2.9 Verweerder heeft ter zitting aangevoerd dat de onderhavige ontheffing een deel is van een pakket van maatregelen. Als andere maatregelen worden genoemd het zoeken en vernietigen van nesten en eieren en het vangen en doden van ganzen. Voorts wordt getracht door middel van het creëren van foerageergebieden, de inrichting van het landschap en het verlenen van subsidie aan boeren in dit kader, getracht een positieve bijdrage te leveren aan het bestrijden van de schade aan gewassen. Het probleem is op dit moment zo groot dat het noodzakelijk is deze maatregelen te treffen, aldus verweerder. Verweerder geeft voorts aan bijna wekelijks overleg te hebben met de Faunabeheereenheid om de ontwikkelingen te monitoren.
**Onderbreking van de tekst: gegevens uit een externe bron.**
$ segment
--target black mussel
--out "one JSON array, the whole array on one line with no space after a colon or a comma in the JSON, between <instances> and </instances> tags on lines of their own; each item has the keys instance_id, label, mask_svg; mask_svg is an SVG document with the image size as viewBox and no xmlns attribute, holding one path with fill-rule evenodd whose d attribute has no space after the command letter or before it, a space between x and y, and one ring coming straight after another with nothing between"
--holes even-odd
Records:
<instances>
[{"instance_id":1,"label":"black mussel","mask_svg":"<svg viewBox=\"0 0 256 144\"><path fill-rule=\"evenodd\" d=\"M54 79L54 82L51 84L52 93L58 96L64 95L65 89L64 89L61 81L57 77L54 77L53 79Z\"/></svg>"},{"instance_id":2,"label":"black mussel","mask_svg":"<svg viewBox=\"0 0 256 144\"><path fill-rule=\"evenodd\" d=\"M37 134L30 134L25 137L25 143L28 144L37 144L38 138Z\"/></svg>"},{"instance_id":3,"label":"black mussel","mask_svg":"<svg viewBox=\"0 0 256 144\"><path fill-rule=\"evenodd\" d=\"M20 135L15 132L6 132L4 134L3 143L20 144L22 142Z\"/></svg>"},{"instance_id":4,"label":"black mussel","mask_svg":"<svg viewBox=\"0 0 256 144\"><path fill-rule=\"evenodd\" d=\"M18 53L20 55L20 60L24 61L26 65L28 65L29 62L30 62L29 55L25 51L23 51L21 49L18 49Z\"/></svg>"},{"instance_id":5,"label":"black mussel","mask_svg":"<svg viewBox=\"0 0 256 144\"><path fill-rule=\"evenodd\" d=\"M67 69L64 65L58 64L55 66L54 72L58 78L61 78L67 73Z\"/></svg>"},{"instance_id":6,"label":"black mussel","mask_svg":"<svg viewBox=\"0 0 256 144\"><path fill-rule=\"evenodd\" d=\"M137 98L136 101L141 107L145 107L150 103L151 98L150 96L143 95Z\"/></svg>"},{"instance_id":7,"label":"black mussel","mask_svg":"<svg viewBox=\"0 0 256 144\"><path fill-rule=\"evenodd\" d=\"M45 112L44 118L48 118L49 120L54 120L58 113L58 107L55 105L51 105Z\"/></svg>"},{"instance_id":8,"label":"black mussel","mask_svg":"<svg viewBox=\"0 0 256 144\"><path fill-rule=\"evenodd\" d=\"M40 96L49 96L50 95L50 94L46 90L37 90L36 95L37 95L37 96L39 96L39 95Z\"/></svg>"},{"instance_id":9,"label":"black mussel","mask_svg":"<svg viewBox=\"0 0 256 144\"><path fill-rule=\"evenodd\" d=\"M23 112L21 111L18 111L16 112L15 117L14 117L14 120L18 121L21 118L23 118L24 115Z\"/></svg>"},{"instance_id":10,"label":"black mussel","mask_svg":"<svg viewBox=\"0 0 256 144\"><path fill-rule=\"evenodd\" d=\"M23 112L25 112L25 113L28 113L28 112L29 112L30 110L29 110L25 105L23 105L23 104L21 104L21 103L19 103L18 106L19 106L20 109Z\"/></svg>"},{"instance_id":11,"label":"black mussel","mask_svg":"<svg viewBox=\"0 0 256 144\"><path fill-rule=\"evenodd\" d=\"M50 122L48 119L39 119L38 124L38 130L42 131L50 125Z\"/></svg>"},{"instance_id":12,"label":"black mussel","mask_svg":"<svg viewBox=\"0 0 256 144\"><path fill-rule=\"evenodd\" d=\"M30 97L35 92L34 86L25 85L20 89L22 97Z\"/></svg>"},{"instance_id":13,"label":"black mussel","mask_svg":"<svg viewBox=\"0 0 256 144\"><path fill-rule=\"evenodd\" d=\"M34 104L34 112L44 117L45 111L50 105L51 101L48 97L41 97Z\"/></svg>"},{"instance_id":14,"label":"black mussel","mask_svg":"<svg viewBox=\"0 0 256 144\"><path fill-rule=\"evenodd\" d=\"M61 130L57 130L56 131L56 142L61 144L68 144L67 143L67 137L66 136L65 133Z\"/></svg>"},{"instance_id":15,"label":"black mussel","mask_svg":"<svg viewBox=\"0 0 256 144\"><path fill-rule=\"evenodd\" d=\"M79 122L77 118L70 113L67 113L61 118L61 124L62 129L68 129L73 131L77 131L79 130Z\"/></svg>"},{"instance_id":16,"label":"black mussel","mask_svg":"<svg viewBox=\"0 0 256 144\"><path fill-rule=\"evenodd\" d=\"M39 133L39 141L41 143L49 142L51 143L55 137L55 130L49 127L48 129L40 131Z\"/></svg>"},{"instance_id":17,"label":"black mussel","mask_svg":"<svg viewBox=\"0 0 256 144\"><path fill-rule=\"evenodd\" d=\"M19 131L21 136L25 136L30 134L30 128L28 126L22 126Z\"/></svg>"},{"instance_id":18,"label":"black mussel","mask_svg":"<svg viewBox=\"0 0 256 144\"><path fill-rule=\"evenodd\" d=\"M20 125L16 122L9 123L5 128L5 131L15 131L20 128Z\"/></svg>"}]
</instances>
2.10 De rechtbank is van oordeel dat verweerder aannemelijk heeft gemaakt dat er een pakket aan maatregelen wordt ingezet ter bestrijding van schade aan gewassen, waar deze ontheffing deel van uitmaakt. In het licht van het totale beleid is sprake van samenhangend beleid. Verweerder heeft zich daarom op het standpunt kunnen stellen dat, gezien het totale pakket van maatregelen, geen andere bevredigende oplossingen bestonden ten aanzien van de populatiereducerende maatregelen als hier aan de orde. Dat dergelijke maatregelen niet maatregelen zijn die eiseres voorstaat maakt dat niet anders. De door eiseres aangevoerde rapporten, alsmede de cijfers met betrekking tot afschot en schade van overzomerende grauwe ganzen in Zuid-Holland geven de rechtbank evenmin aanleiding anders te oordelen.
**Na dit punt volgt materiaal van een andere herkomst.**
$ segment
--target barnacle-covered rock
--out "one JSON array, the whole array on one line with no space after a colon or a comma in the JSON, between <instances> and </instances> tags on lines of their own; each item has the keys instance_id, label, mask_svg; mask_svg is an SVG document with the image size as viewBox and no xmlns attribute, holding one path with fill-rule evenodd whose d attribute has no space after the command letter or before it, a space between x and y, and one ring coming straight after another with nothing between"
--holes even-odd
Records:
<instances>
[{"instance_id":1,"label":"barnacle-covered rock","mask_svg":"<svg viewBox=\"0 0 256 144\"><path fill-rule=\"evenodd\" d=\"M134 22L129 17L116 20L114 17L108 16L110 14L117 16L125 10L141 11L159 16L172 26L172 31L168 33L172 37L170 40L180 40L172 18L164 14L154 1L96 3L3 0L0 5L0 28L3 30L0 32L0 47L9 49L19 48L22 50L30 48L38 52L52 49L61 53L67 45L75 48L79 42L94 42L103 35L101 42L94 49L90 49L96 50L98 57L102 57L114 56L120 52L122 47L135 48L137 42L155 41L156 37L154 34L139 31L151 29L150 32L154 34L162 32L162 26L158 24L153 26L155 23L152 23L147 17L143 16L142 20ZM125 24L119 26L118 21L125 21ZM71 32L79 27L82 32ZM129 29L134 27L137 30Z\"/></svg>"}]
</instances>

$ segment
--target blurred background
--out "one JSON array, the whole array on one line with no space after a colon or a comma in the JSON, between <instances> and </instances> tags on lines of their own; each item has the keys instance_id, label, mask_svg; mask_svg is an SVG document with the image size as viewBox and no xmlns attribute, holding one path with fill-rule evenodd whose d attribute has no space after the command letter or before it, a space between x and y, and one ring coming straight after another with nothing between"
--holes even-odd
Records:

2.11 Ook het beroep op de uitspraak van deze rechtbank van 16 juli 2010 (AWB 10-825) inzake populatiereducerende maatregelen ten aanzien van knobbelzwanen baat eiseres niet, nu in tegenstelling tot bij ganzen verweerder van knobbelzwanen geen adequate gegevens voorhanden had ter onderbouwing van de gewenste populatie en het maximaal aanvaardbare schadebedrag.
2.12 Het beroep is ongegrond. Voor een proceskostenveroordeling bestaat geen aanleiding.
3. Beslissing
De rechtbank:
verklaart het beroep ongegrond.
Deze uitspraak is gedaan door mr. G. Guinau, voorzitter van de meervoudige kamer, en mr. J.M. Janse van Mantgem en mr. drs. L. Beijen, leden, in tegenwoordigheid van mr. Y.R. Boonstra-van Herwijnen, griffier. De beslissing is in het openbaar uitgesproken op 2 december 2010 .
Rechtsmiddel
Tegen deze uitspraak staat hoger beroep open bij de Afdeling bestuursrechtspraak van de Raad van State, Postbus 20019, 2500 EA Den Haag. Het hoger beroep dient te worden ingesteld door het indienen van een beroepschrift binnen zes weken onmiddellijk liggend na de dag van verzending van de uitspraak door de griffier.